Fokus

Polisi: Ancaman Bom Pada Shen Yun Mungkin Terkait Huawei

Hampir 100 ancaman bom telah terjadi pada kelompok tari klasik China berbasis di AS. Perusahaan tari itu bertujuan untuk memulihkan budaya tradisional Tiongkok berusia 5000 tahun. Siapa yang berada di balik kampanye serangan yang meluas ini? Penyelidikan polisi di Taiwan mengungkapkan ini mungkin ada hubungannya dengan perusahaan teknologi China Huawei.
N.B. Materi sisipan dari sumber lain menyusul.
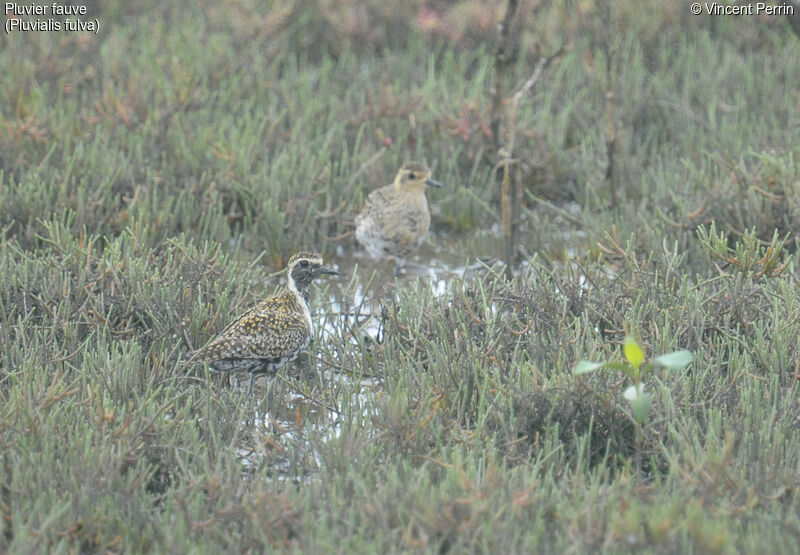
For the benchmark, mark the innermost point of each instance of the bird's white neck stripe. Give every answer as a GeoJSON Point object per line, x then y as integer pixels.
{"type": "Point", "coordinates": [292, 286]}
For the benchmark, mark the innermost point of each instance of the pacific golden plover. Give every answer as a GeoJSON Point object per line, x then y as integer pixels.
{"type": "Point", "coordinates": [395, 218]}
{"type": "Point", "coordinates": [273, 332]}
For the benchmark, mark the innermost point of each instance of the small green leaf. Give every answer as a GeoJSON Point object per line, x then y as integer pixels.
{"type": "Point", "coordinates": [675, 360]}
{"type": "Point", "coordinates": [633, 353]}
{"type": "Point", "coordinates": [586, 366]}
{"type": "Point", "coordinates": [631, 393]}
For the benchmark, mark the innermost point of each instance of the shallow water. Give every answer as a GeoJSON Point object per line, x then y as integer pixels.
{"type": "Point", "coordinates": [305, 411]}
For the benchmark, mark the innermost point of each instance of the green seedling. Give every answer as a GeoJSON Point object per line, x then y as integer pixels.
{"type": "Point", "coordinates": [633, 368]}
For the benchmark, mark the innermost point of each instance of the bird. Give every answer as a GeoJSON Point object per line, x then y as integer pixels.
{"type": "Point", "coordinates": [395, 219]}
{"type": "Point", "coordinates": [271, 333]}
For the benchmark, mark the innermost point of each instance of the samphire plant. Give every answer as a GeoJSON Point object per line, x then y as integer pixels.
{"type": "Point", "coordinates": [632, 367]}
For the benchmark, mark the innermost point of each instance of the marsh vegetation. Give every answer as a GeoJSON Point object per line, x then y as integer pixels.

Perusahaan itu berkaitan erat dengan rezim China.

Shen Yun Performing Arts yang berbasis di New York kini sedang mengadakan tur di Taiwan. Namun, beberapa agen dan organisasi pemerintah di Taiwan menerima serangkaian e-mail ancaman. Yang menulis, akan ada penembakan dan pengeboman jika pertunjukan Shen Yun tidak dibatalkan. Hingga 4 April, ada total 13 ancaman yang telah dilaporkan. Biro Kepolisian Taiwan telah membentuk gugus tugas untuk menyelidiki, dan berhasil mendapatkan informasi bahwa email itu bersumber dari sekitar Institut Riset Huawei di kota barat laut Xi An. Menurut para polisi di Taiwan, e-mail itu bisa jadi dikirim oleh orang-orang yang terhubung dengan perusahaan Huawei. Mereka juga tidak menutup kemungkinan bahwa e-mail tersebut dikirim oleh pasukan cyber Partai Komunis China di daerah itu.

Shen Yun didedikasikan untuk memulihkan 5000 tahun kebudayaan tradisional China. Pertunjukan menampilkan penganiayaan kelompok spiritual Falun Gong yang tengah berlangsung di China modern, yang berusaha ditutup-tutupi oleh Beijing. Ancaman e-mail di Taiwan itu adalah salah satu dari 100 ancaman pada Shen Yun sejak tahun lalu, saat mereka melakukan tur di AS dan Eropa.

[Leeshai Lemish, MC Shen Yun]:

“Saat kami mendapatkan dokumen yang bocor dari China, dari Kementrian Keamanan Negara dan Kementrian Keamanan Publik, dan mereka berbicara tentang usaha terkoordinasi dan luas untuk benar-benar menghancurkan Shen Yun dan komunitas Falun Gong yang lebih luas di AS, semacam skenario akhir. Kami melihat serangan skala besar dari kampanye oleh The New York Times dengan tidak kurang dari 10 artikel yang menyerang Shen Yun. Dan kami telah melihat ancaman bom yang mengerikan, ancaman mati, ancaman perkosaan.”

Pada 30 Maret, Shen Yun menerima ancaman bom beberapa jam sebelum pertunjukan terakhirnya di Claremont, California. Gedung pun segera dievakuasi. Hal serupa terjadi di John F Kennedy Center di Washington DC, pada 20 Februari. Ancaman bom, yang juga terjadi di berbagai teater lainnya, adalah ancaman palsu.

Dalam responnya pada pertanyaan NTD mengenai ancaman bom di Kennedy Center, jubir Gedung Putih Karoline Leavitt mengutuk aksi tersebut.

[Karoline Leavitt, Jubir Gedung Putih]:

“Jangan menginterupsinya. Pemerintahan ini akan menganggapnya serius dan meminta pertanggungjawaban. Kami mengutuk kekerasan dan ancaman kekerasan pada institusi Amerika.”

Departemen Luar Negeri juga mencela kampanye intimidasi Beijing terhadap Shen Yun. Dalam pernyataan terbarunya pada Epoch Times, Departemen itu berkata Laporan Kebebasan Beragama Internasional tahunannya mendokumentasikan berbagai gangguan terhadap praktisi Falun Gong dan Shen Yun Performing Arts di berbagai negara.